Même si la recherche de ses origines lui permet de mieux comprendre celle qui, alors âgée à peine de 17 ans l'a mis au monde, même si ce qu'il découvre bouscule ses certitudes d'avoir été mal-aimé, s'il s'aperçoit que derrière sa mère, cette inconnue, il y a aussi une petite-fille à qui on a volé son enfance, qui a elle-aussi, été abandonnée par un père parti sans dire au revoir pour l'autre bout du monde... trop d'errance m'a perdu, si je puis dire.
Au delà de ce ressenti très personnel, c'est un roman très fort et bien écrit.
L'auteur est totalement dans le fantasme, puisque sa mère ne lui a rien dit de ses moments passés à l'attendre. Il imagine ce qu'il s'est peut-être passé, ce qu'elle a pensé, là où elle est allée, et comme il n'a jamais interrogé sa mère à ce sujet, il lui invente une histoire...vraie ou pas n'est pas le problème finalement pour lui, ce qui compte, c'est sa quête d'identité.
L'histoire de Lina, m'a terriblement touchée en tant que femme. Elle a été complètement brisée par une éducation trop rigide et étouffée par la religion et la bienséance. Beaucoup de familles ont ainsi détruit leurs filles, devenues mères trop jeunes et avant le mariage.

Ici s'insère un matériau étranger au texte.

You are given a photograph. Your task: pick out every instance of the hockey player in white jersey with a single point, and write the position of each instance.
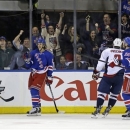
(112, 80)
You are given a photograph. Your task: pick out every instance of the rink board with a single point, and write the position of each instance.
(74, 92)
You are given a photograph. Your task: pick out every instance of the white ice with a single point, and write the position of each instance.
(63, 122)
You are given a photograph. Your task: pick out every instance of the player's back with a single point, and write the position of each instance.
(126, 60)
(113, 53)
(108, 55)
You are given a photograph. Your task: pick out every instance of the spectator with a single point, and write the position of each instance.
(125, 26)
(52, 35)
(80, 65)
(35, 36)
(5, 53)
(47, 21)
(92, 43)
(62, 65)
(107, 30)
(125, 7)
(9, 44)
(68, 42)
(17, 61)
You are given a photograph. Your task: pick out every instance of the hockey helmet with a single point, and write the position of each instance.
(117, 42)
(41, 40)
(127, 41)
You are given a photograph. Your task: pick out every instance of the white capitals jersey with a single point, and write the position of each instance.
(108, 55)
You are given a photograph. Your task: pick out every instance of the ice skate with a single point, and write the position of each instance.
(106, 112)
(34, 112)
(126, 115)
(96, 113)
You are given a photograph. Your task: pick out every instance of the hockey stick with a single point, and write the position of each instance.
(99, 60)
(7, 100)
(58, 111)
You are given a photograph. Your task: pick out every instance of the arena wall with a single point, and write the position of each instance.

C'est une époque qui a existé et cela montre bien le chemin parcouru par les femmes pour conquérir leur liberté, le droit de disposer de leur corps, d'être mère si elles le veulent et quand elles le veulent, et pour celles qui ne le veulent pas, d'accéder à une contraception quel que soit leur âge.
Un combat qui ne peut que nous toucher car être "fille-mère", comme on le disait dans les année 60, c'était tout simplement un scandale que les familles cherchaient à étouffer au plus vite. Il ne faut pas oublier que les préjugés, aggravés par la religion, ont fait beaucoup de mal autour d'eux, et ont brisé de nombreuses familles.
Eric Fottorino est un auteur qu'il faut lire pour la sincérité de ses propos et le courage dont il fait preuve pour oser dire à sa mère qu'il ne l'aime pas, alors qu'il a été à la recherche de son amour toute sa vie... les retrouvailles du coup, font chaud au cœur.
...je m'étais sorti de tout. Pas de l'éloignement. Un désamour tenace envers cette petite femme que j'avais longtemps appelée par son prénom, Lina. Dix fois par jour, j'oubliais que j'étais son fils.
On s'en est sortis vivants, Lina et moi. Vivants, pas indemne. Dans mon cœur, une statue de pierre est toujours debout, raide et menaçante.
Je pense à cette expression, "une femme attend son enfant". Mais l'enfant est déjà là, blotti en elle. C'est lui qui attend sa maman. Moi, je t'attendais. Tu n'es jamais venue.
Les secrets trop bien gardés sont comme des cartouches dans un stylo d'enfant. Quand ils éclatent, une encre sombre s'écoule et ça ressemble à du sang.
Le résultat est là. Tu me manques depuis toute la vie.